More housing stability over time

The one-of-a-kind pilot is the result of a partnership between the University of Pennsylvania, the Philadelphia Housing Authority and the Philadelphia Housing Development Corporation, which has operated the program on behalf of the city.

A total of 301 renter households agreed to participate after they were randomly selected from waitlists maintained by the PHA. To be eligible, they had to earn less than 50% of the area median income — $59,700 a year for a family of four in 2025 — and have at least one child under 16. They also couldn’t have a housing voucher or live in a public housing unit.

Each month, households received between $45 and $2,433, depending on the need, according to the report.

Researchers compared the program participants’ experiences to the experiences of two other cohorts — a group of 170 households who were offered tenant-based housing vouchers and 725 “control households,” who received no rental subsidy and remained on a PHA waitlist.

They found that, relative to households receiving no subsidy, the cash assistance led to a 75% reduction in so-called “forced moves” for participants after two years in the program.

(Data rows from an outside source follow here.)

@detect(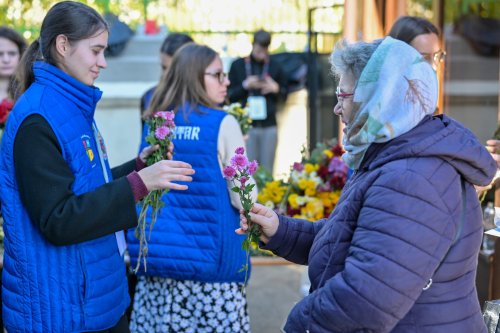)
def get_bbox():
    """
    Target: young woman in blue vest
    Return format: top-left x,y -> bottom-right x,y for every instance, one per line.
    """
0,2 -> 193,333
128,43 -> 256,333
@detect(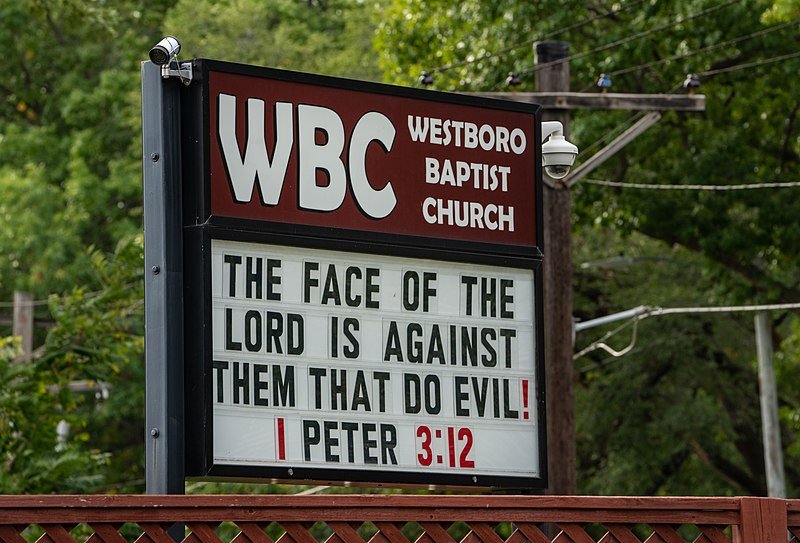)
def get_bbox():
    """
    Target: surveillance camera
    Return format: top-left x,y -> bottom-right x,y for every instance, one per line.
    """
150,36 -> 181,66
542,134 -> 578,179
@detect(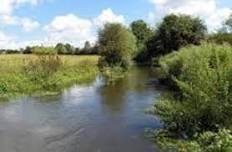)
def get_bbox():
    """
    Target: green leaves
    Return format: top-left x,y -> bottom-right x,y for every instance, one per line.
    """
155,44 -> 232,138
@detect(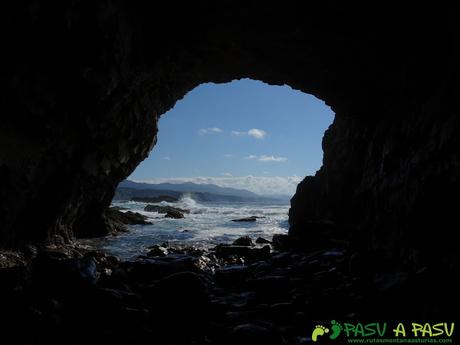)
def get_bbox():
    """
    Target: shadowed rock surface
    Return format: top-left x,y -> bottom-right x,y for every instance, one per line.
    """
0,1 -> 460,265
0,0 -> 460,338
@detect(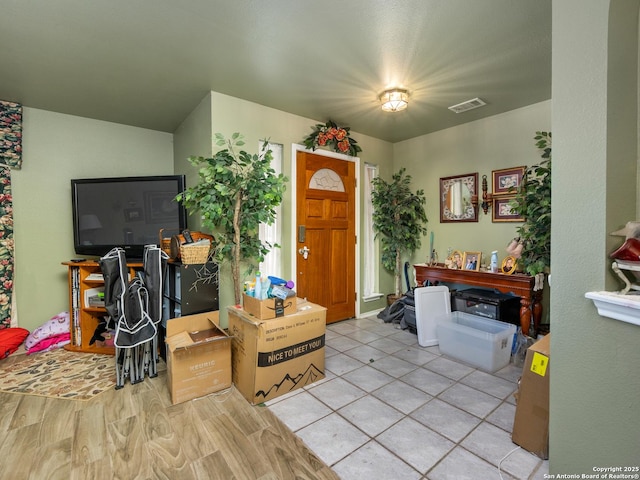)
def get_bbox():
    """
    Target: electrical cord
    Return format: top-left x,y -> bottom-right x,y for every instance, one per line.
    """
498,446 -> 522,480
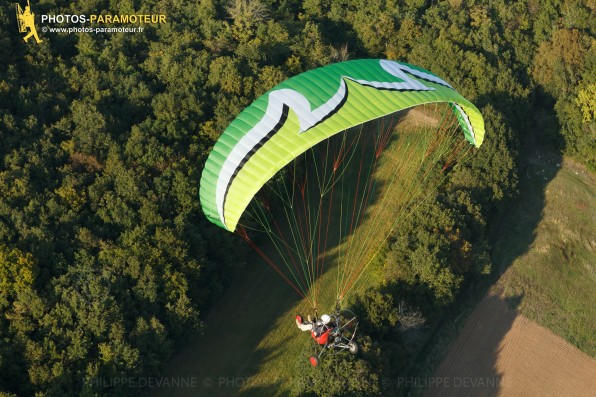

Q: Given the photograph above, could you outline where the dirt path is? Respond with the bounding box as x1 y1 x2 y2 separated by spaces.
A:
424 293 596 397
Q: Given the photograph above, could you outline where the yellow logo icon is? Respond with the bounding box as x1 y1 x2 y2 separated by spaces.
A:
15 0 41 44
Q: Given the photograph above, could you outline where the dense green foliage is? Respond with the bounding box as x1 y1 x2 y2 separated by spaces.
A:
0 0 596 396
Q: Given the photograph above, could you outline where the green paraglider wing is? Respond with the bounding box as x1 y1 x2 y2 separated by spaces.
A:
200 59 484 232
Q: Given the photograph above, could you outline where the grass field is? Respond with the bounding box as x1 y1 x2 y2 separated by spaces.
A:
150 115 596 396
496 156 596 357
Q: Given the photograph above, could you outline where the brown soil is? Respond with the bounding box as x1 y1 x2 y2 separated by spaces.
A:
424 293 596 397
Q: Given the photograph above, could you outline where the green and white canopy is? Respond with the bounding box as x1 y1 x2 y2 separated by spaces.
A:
200 59 484 232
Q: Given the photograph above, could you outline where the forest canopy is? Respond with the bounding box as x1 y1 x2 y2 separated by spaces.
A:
0 0 596 396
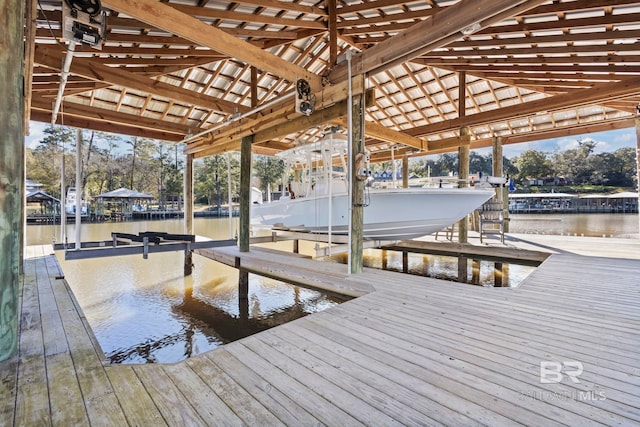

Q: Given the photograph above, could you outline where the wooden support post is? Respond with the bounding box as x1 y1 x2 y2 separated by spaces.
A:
74 128 82 251
458 127 469 243
325 0 338 68
458 71 469 247
0 0 24 360
238 135 253 252
235 257 249 301
471 259 480 285
422 255 430 276
402 155 409 188
458 256 469 283
184 154 193 276
251 66 258 108
402 251 409 273
491 136 503 200
493 262 502 288
349 79 365 274
635 116 640 239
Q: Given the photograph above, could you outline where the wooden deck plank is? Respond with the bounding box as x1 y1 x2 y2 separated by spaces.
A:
360 290 637 381
260 327 464 425
305 310 594 425
243 334 401 426
364 280 637 363
8 238 640 426
158 363 242 426
185 357 284 426
336 298 640 424
202 347 319 425
47 249 126 425
225 340 362 426
105 365 167 426
14 254 51 425
133 365 207 426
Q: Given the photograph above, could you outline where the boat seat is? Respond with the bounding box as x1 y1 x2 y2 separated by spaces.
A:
478 198 509 243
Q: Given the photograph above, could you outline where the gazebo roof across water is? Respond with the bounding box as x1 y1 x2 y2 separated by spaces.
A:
95 187 153 199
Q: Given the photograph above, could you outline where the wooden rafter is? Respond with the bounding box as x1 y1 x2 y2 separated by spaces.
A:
105 0 321 88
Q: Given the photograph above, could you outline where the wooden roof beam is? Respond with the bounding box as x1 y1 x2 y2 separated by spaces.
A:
328 0 545 82
31 98 198 137
194 89 374 158
35 45 248 114
31 110 182 142
335 118 427 150
405 76 640 137
104 0 322 90
411 118 634 157
184 79 364 154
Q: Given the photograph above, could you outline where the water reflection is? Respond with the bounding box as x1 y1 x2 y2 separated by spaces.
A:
327 249 535 287
38 219 341 363
509 213 638 238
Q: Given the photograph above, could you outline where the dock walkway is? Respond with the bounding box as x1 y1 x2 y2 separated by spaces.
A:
0 236 640 426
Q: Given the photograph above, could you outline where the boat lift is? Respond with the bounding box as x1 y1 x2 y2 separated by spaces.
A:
53 231 237 260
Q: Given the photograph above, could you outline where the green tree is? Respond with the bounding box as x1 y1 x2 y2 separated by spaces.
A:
194 154 240 210
253 155 284 199
515 150 553 183
552 139 596 184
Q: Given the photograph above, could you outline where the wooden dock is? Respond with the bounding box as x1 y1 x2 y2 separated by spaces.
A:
0 236 640 426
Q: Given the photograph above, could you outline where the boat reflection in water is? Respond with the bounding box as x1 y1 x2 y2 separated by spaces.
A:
326 249 536 287
57 227 342 363
251 133 495 240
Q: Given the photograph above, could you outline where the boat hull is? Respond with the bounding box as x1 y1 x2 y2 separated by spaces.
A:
251 188 494 240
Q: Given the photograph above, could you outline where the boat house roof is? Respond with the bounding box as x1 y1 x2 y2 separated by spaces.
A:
27 190 60 203
25 0 640 161
95 187 153 199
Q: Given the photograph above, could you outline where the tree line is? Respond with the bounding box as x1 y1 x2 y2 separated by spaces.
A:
402 140 637 187
26 126 637 206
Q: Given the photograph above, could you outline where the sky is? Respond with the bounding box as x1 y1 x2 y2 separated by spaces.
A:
26 122 636 159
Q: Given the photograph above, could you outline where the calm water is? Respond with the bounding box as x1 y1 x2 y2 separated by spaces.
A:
27 218 339 363
27 214 638 363
509 214 638 238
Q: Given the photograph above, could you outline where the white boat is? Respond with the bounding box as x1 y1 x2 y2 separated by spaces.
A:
251 136 494 240
64 187 89 216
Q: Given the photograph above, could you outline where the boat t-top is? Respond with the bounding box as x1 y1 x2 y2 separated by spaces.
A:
251 132 495 240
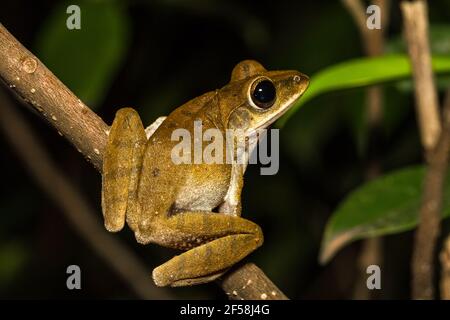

The term covers formal evictions, as well as more informal actions that left families looking for a new place to live, such as a landlord changing the locks.

The study also shows that participating households experienced homelessness at about half the rate of the control households after two years in the program.

Penn psychology professor Sara Jaffee, who directs the university’s Risk and Resilience Lab, said that, over time, housing stability often helps improve a family’s overall quality of life.

“There’s robust literature showing that households that are more housing secure, households that are not facing evictions, who are not making multiple moves, who are living in higher-quality homes, that adults and children in those households have better mental health, have better physical health,” Jaffee said.

PHLHousing+ was launched not long before the housing authority reopened its waitlist for the Housing Choice Voucher Program — often referred to as Section 8 — for the first time in more than a decade.

The agency’s new list was capped at 10,000 applicants, a total PHA has said would take between three and five years to clear.